The reduced incidence of MI, stroke, and mortality in testosterone treated hypogonadal men is in agreement with prior observational real-life studies 12,61-71 and two large meta-analyses of RCTs.72,73 The safety and cardiovascular protection of testosterone therapy was confirmed in the more recent Testosterone Trials, which found that during the follow-up year after the first year of testosterone therapy, there were 8 heart attacks in the placebo group compared to 1 in the testosterone group.74 The longest duration RCT conducted at this point lasted for 3 years and also confirmed the safety of testosterone therapy.75 An interesting finding in this study – which was not reported in the abstract - was that in men not taking statins, one marker of atherosclerosis (coronary artery calcium) was significantly lower in the testosterone group than in the placebo group.75
It is also notable that a another real-life study of men with testosterone deficiency and a history of cardiovascular disease, who received testosterone therapy for up to 8 years, no patient suffered a major adverse cardiovascular event during the full observation time.12 In this study, cardio-metabolic parameters (lipid profile, glycemic control, blood pressure, heart rate, and pulse pressure), weight and waist circumference all improved significantly and sustainably 12, similarly to the results found in the study reported here.5 Importantly, these improvements occurred even though patients were treated with statins, which suggests that statin treatment alone is inadequate.

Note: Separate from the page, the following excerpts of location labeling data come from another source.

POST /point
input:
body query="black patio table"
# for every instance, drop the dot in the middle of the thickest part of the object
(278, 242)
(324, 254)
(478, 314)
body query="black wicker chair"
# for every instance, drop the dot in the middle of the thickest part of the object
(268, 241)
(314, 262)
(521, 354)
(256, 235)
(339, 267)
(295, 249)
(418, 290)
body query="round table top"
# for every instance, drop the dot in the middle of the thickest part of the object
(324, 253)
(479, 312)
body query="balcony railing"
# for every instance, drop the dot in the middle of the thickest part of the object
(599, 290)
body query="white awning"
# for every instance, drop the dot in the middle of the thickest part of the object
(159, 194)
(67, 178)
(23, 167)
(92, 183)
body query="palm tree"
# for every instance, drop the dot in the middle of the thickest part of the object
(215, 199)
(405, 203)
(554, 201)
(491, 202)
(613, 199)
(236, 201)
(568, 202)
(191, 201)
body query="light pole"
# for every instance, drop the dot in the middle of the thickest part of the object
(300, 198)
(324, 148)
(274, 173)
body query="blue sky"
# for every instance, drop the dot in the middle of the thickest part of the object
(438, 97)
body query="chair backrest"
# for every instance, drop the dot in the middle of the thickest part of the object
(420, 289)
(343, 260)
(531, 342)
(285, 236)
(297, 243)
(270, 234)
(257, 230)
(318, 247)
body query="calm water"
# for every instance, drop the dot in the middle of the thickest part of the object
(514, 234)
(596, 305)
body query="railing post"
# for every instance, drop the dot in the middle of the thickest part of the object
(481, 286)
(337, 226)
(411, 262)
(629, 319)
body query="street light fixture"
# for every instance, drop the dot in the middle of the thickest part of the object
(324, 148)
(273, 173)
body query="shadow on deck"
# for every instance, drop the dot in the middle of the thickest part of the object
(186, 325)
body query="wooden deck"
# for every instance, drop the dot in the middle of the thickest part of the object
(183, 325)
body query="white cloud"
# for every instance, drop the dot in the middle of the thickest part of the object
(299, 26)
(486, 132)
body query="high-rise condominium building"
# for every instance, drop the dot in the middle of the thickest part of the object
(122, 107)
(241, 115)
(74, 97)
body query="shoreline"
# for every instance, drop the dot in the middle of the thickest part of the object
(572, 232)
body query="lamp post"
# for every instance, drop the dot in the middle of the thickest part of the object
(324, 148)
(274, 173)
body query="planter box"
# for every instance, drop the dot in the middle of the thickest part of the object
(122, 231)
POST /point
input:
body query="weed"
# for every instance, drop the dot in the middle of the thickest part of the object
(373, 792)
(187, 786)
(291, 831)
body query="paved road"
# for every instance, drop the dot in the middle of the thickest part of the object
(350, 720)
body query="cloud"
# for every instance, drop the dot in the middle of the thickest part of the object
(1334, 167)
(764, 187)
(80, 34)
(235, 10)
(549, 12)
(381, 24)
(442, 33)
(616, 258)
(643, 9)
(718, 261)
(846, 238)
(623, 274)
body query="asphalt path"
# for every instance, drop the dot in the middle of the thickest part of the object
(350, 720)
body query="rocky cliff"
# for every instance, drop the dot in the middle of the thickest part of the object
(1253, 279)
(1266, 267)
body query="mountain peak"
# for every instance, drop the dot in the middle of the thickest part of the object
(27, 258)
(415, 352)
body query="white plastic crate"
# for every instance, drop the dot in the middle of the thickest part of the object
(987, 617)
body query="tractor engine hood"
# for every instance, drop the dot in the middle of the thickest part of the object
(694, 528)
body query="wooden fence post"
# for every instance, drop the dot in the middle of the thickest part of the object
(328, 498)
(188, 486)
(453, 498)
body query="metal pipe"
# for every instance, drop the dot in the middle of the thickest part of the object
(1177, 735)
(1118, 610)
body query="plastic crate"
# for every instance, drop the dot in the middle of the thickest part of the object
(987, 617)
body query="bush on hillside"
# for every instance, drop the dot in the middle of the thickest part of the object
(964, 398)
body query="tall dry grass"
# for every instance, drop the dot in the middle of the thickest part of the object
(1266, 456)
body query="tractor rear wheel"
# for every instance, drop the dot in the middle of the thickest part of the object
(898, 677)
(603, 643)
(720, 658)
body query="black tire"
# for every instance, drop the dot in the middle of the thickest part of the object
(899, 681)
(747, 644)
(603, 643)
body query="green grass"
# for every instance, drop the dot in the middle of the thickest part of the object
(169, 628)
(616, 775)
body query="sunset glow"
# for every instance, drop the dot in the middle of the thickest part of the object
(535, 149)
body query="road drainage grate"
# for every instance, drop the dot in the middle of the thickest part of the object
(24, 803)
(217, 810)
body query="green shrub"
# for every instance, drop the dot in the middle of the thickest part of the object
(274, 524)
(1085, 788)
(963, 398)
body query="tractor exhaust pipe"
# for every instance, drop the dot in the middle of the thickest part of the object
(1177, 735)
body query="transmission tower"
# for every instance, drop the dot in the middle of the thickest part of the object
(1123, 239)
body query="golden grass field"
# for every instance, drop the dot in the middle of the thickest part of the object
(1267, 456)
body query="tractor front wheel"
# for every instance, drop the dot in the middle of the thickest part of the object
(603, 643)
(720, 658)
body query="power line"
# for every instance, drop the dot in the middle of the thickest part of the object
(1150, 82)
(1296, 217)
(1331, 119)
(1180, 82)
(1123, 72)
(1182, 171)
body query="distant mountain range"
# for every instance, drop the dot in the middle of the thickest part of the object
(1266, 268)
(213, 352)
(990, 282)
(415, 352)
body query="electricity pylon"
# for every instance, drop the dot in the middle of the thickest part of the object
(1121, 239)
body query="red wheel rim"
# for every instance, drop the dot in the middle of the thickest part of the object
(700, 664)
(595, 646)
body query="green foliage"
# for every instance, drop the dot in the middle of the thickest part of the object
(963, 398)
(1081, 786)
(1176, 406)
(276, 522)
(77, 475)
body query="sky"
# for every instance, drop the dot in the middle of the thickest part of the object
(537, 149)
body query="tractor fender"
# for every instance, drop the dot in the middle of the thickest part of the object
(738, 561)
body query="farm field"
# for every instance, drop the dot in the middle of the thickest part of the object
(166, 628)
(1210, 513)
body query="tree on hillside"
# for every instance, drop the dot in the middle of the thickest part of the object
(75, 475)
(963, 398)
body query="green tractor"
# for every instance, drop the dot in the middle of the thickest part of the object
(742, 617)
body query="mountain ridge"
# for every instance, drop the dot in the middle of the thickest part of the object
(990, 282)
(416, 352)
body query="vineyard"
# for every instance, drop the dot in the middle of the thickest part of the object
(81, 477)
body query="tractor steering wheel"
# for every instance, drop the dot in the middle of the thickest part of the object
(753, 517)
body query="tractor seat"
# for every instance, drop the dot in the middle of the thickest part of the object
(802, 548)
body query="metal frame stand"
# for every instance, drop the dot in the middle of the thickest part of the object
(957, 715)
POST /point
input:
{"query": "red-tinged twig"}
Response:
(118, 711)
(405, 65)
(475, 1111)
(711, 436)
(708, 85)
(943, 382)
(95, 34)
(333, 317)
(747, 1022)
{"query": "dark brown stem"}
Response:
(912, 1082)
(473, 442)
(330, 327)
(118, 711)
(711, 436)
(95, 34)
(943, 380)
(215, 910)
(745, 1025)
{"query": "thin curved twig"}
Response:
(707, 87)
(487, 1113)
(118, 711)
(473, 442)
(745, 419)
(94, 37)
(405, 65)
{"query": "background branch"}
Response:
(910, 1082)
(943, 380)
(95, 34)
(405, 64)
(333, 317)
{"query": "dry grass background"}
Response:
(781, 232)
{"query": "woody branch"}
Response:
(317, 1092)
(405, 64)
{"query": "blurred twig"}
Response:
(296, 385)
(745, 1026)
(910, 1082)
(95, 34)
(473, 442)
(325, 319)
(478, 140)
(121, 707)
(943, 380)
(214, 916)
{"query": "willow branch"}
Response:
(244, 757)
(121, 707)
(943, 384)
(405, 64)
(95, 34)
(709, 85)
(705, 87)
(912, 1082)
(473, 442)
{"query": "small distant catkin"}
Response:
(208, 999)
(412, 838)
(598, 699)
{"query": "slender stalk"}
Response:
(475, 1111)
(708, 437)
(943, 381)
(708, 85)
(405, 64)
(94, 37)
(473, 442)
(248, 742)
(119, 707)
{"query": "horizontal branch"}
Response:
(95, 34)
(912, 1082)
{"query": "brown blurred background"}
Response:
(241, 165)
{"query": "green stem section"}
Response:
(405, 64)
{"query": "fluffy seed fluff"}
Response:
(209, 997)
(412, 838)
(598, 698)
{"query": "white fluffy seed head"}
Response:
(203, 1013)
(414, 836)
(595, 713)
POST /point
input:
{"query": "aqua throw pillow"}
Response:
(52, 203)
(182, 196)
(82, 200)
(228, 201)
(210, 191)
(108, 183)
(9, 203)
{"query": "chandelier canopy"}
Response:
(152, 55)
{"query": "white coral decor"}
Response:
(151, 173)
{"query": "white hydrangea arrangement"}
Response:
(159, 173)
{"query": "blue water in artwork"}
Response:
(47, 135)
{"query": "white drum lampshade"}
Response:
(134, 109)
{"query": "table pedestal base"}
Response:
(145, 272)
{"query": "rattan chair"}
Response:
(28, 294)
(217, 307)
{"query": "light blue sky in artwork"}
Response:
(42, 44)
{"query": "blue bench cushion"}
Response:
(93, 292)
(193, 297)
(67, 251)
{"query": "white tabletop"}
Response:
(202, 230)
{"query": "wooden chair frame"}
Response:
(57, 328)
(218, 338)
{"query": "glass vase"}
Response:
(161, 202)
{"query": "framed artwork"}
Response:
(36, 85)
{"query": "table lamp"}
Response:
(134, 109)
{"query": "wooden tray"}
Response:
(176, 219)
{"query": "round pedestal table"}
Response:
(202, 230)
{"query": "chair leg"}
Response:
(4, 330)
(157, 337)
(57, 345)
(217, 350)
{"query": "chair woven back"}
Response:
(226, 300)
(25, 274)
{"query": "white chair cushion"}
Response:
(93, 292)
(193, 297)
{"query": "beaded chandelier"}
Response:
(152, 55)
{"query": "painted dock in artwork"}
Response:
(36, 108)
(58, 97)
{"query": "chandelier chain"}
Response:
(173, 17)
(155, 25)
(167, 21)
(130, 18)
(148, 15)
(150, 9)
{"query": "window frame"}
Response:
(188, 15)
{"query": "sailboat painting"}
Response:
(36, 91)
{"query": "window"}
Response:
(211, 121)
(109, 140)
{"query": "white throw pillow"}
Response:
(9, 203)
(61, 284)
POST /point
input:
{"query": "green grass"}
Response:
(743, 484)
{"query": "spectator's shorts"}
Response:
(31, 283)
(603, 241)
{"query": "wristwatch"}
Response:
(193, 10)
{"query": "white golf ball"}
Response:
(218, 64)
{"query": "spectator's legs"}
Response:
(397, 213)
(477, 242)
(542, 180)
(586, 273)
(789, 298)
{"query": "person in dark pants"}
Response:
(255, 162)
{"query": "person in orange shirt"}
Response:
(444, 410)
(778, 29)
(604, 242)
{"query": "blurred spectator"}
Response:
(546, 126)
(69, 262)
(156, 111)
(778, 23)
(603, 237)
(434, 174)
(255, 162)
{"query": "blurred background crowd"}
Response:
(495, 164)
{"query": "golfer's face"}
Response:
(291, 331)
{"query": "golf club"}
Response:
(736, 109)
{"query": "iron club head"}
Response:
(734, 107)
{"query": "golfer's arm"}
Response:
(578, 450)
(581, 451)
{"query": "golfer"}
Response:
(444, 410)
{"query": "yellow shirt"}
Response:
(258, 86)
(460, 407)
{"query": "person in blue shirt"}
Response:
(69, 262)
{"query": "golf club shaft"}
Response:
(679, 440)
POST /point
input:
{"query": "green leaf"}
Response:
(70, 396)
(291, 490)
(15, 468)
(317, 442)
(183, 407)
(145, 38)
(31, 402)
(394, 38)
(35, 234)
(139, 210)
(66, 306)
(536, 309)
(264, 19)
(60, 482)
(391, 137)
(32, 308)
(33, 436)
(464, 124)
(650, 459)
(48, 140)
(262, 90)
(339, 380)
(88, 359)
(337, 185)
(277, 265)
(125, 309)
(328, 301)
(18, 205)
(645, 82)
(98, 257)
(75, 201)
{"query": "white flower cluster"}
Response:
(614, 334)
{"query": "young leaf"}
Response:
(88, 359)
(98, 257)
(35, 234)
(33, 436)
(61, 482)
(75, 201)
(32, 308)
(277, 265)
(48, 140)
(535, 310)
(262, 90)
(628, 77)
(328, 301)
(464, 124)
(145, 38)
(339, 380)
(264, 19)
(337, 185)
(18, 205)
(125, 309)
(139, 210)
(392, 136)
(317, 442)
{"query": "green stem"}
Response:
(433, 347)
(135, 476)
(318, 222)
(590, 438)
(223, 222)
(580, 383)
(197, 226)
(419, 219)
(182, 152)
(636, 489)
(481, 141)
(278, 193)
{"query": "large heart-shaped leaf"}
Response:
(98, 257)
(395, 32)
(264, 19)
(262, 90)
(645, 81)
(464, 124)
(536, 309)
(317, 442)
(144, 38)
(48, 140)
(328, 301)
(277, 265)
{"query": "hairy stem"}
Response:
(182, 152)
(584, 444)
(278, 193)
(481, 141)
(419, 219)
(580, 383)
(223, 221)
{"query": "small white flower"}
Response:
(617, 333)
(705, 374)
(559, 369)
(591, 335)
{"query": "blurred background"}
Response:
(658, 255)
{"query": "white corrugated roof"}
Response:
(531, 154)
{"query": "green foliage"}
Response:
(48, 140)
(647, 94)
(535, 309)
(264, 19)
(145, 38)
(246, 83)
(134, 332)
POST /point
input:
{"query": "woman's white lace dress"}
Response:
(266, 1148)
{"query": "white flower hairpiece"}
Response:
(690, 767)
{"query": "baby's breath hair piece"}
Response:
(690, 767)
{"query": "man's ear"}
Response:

Thus, testosterone therapy may also be effective as an add-on treatment for secondary prevention of cardiovascular events in testosterone deficient men with a history of cardiovascular disease.12
Clinical practice relevance
Achievement of therapeutic testosterone levels is essential for benefits to occur.66 The study reported here provides critical information on the long-term safety and effectiveness of testosterone therapy in clinical practice, as well as especially relevant data on adherence in the general population of men attending urological clinics.5 It is notable that patients in the testosterone treated group achieved 100% medication adherence, as the testosterone injections were given in the doctor’s office and documented. This shows that injections of testosterone undecanoate at 12-week intervals is practically feasible in routine clinical practice, even in the long-term (the maximal observation duration was 10 years).5
The combined evidence base from both RCTs 72,73 and observational studies 12,61-70 is now strongly supportive of beneficial cardiovascular effects of testosterone therapy in hypogonadal men, which is accompanied by a reduction in cardiovascular mortality. In obese men, long-term testosterone therapy with testosterone undecanoate injections at 12 week intervals is clearly feasible in routine clinical practice and results in sustained weight loss and reductions in waist circumference and BMI without weight regain.5-23 Interestingly, the 8 year weight loss of 17-24% with testosterone therapy 5 compares favorably to the 10 year weight loss of 14-25% seen after bariatric surgery.76 Considering that bariatric surgery is an invasive and expensive procedure that can only treat a minority of the rapidly growing obese population, non-surgical interventions that mimic the metabolic benefits of bariatric surgery, with a reduced morbidity and mortality burden, are tenable alternatives.77 To put this in context, the Look AHEAD Trial – which investigated the effects of an intensive lifestyle intervention – found a weight loss 6 % in the intervention group (in the control group, the weight loss was 3.5%).78 Obesity drugs (orlistat, lorcaserin, naltrexone-bupropion, phentermine-topiramate, and liraglutide) only results in a short-term (1 year) weight loss of around 5%.79
Hence, an accumulating body of evidence from long-term real-life studies of testosterone therapy in obese hypogonadal men suggests that testosterone therapy merits serious consideration among healthcare professionals who are dealing with the rapidly growing number of overweight/obesity patients.